ASIC has warned that scammers impersonating well-known domestic instos are swindling millions from Aussie investors.
ASIC has seen a rise in sophisticated bond investment scams, with criminals using “professional looking” fake prospectuses with unrealistically high returns to lure their victims. The scammers falsely state that the bonds are issued by “prominent financial services firms” before directing their targets to pay funds into a bank account – resulting in the funds potentially being permanently lost.
“Interest rates globally are currently extremely low, and expected to remain so for some time. If you see or receive offers of high yield bonds, they are either high-risk or they may simply be bogus and a scam,” said ASIC acting chair Karen Chester.

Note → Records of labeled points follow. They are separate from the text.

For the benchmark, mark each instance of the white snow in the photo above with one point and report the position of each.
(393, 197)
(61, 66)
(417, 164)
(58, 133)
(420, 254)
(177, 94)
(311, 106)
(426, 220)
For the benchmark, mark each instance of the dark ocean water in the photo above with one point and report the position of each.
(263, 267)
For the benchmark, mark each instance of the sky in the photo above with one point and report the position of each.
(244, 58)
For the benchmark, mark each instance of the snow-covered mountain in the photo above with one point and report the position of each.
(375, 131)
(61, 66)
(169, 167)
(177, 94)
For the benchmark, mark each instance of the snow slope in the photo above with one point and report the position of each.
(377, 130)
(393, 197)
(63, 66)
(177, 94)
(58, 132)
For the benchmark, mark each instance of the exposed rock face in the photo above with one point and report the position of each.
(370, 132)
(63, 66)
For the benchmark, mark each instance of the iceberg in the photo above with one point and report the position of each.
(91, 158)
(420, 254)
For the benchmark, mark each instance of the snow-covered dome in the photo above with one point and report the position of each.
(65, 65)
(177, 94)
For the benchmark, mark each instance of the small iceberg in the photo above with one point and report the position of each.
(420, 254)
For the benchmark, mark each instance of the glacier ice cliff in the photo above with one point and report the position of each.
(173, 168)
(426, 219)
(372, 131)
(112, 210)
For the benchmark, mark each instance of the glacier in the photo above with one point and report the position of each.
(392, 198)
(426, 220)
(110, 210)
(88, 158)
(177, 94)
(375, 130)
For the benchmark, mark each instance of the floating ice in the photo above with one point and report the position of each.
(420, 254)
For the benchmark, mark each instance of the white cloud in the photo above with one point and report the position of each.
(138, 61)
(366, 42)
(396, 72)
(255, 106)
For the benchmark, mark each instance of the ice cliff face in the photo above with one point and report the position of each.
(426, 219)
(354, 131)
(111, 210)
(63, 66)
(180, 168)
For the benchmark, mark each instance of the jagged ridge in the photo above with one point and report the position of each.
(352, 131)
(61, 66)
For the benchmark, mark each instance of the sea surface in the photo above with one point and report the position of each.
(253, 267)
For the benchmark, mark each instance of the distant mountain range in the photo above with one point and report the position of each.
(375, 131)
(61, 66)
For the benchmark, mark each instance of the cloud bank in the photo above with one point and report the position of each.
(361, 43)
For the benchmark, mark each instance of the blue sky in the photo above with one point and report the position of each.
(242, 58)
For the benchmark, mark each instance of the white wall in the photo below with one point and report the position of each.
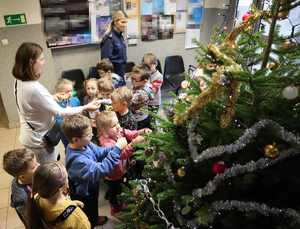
(31, 8)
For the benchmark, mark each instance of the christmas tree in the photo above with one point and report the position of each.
(228, 154)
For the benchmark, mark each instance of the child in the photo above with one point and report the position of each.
(51, 206)
(91, 90)
(109, 131)
(21, 164)
(63, 96)
(86, 163)
(105, 70)
(121, 100)
(105, 89)
(142, 95)
(156, 80)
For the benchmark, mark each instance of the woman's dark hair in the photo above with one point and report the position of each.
(47, 180)
(26, 56)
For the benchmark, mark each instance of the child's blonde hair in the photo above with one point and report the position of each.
(90, 80)
(123, 94)
(104, 120)
(142, 71)
(105, 85)
(105, 65)
(48, 179)
(61, 83)
(150, 58)
(75, 126)
(16, 162)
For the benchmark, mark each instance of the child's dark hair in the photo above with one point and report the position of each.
(124, 94)
(15, 162)
(149, 58)
(75, 126)
(105, 65)
(48, 179)
(142, 71)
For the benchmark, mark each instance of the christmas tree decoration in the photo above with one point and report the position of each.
(271, 151)
(290, 92)
(247, 16)
(185, 84)
(288, 44)
(219, 167)
(181, 172)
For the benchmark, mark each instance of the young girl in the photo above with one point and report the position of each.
(91, 90)
(121, 100)
(105, 89)
(51, 207)
(109, 131)
(63, 96)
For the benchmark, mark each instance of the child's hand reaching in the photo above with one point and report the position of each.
(145, 131)
(137, 140)
(92, 106)
(121, 143)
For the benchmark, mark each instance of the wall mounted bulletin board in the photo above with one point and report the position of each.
(77, 22)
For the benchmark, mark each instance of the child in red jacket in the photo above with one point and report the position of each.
(109, 131)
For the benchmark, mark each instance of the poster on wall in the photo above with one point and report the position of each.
(191, 35)
(194, 20)
(132, 31)
(195, 12)
(181, 5)
(149, 31)
(146, 7)
(166, 27)
(66, 23)
(131, 7)
(180, 21)
(158, 6)
(170, 7)
(115, 5)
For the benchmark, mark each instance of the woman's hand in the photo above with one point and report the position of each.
(121, 143)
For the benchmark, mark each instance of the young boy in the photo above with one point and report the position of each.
(105, 89)
(86, 163)
(109, 130)
(105, 70)
(156, 80)
(21, 164)
(63, 96)
(121, 100)
(142, 95)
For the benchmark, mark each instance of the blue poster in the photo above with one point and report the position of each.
(158, 6)
(146, 7)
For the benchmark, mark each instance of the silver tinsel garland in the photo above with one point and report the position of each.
(194, 138)
(236, 170)
(242, 142)
(263, 209)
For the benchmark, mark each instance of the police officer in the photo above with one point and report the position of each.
(113, 45)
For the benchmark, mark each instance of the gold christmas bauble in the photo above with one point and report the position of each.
(287, 44)
(272, 66)
(271, 151)
(181, 172)
(283, 14)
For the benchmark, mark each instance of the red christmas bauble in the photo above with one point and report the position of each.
(219, 167)
(246, 16)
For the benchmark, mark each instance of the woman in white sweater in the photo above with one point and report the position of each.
(37, 107)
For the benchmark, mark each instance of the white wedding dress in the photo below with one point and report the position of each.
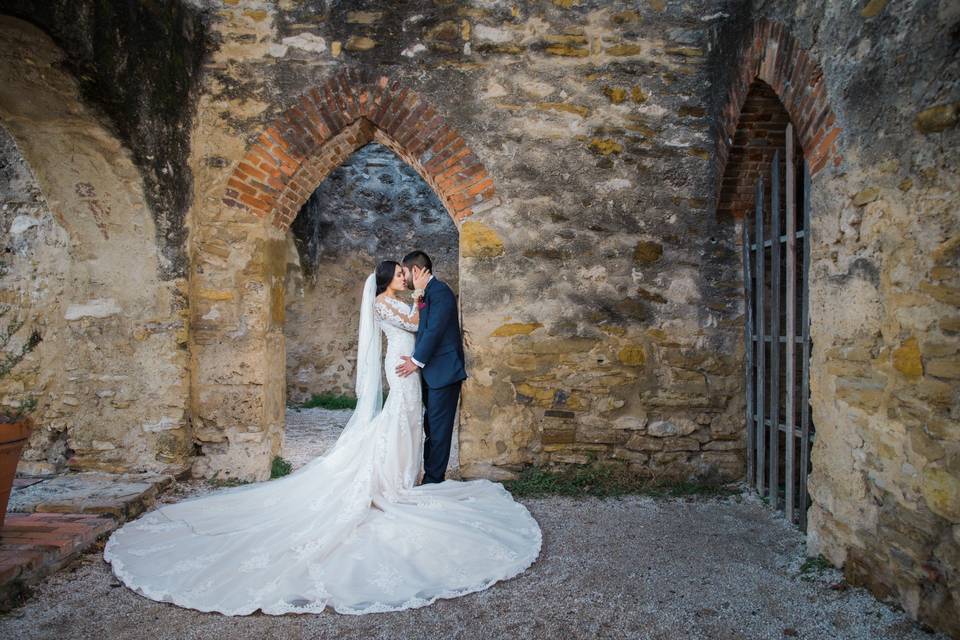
(349, 529)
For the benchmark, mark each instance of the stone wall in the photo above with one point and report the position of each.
(372, 207)
(884, 285)
(599, 299)
(82, 269)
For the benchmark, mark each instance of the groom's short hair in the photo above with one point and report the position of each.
(418, 259)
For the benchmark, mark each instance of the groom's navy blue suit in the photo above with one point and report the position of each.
(439, 348)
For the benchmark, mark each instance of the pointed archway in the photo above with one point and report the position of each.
(238, 251)
(327, 124)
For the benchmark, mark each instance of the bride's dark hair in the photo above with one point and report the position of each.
(385, 271)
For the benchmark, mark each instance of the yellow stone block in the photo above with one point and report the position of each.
(212, 294)
(941, 490)
(515, 329)
(567, 51)
(364, 17)
(360, 43)
(867, 195)
(258, 15)
(906, 359)
(605, 146)
(616, 94)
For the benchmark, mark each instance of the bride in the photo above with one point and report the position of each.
(350, 529)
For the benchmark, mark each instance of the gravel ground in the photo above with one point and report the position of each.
(636, 567)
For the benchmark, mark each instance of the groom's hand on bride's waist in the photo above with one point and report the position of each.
(408, 367)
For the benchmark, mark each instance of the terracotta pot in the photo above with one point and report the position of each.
(13, 435)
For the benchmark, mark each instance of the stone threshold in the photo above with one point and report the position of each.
(51, 521)
(35, 545)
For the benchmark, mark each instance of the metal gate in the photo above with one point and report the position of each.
(777, 341)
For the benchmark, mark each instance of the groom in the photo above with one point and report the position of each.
(438, 355)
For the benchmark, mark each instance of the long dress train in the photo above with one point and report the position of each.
(349, 529)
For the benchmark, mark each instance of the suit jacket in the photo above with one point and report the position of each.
(438, 344)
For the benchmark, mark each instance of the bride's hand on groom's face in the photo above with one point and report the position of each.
(407, 367)
(420, 277)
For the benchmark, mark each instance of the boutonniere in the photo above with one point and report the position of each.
(418, 298)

“Investors searching for income-generating investments are at risk of being duped into buying these imposter bonds. Any prospectus offering incredible returns in the today’s economic environment is likely to be just that: incredible. ASIC warns investors to be sceptical and make proper inquiries before investing.”
Ms Chester warned that the scams were raising “not thousands, but millions of dollars” and that it had become aware of two such operations targeting investors in Australia, as well as others in countries such as the UK.
“Ensuring investment products are true-to-label is front and centre for ASIC. While ‘true to label’ covers all aspects of the investment product being offered, the foundation stone is basic truthfulness, and none more so than that the product issuer is actually who they say they are. This conduct is beyond not being true-to-label; it’s bogus-to-label,” Ms Chester said.
IFM Investors recently warned that an imposter group was attempting to gather personal information from the public by soliciting interest in a bogus “high yield fixed rate corporate bond”. The incident was reported to the Australian Cyber Security Centre.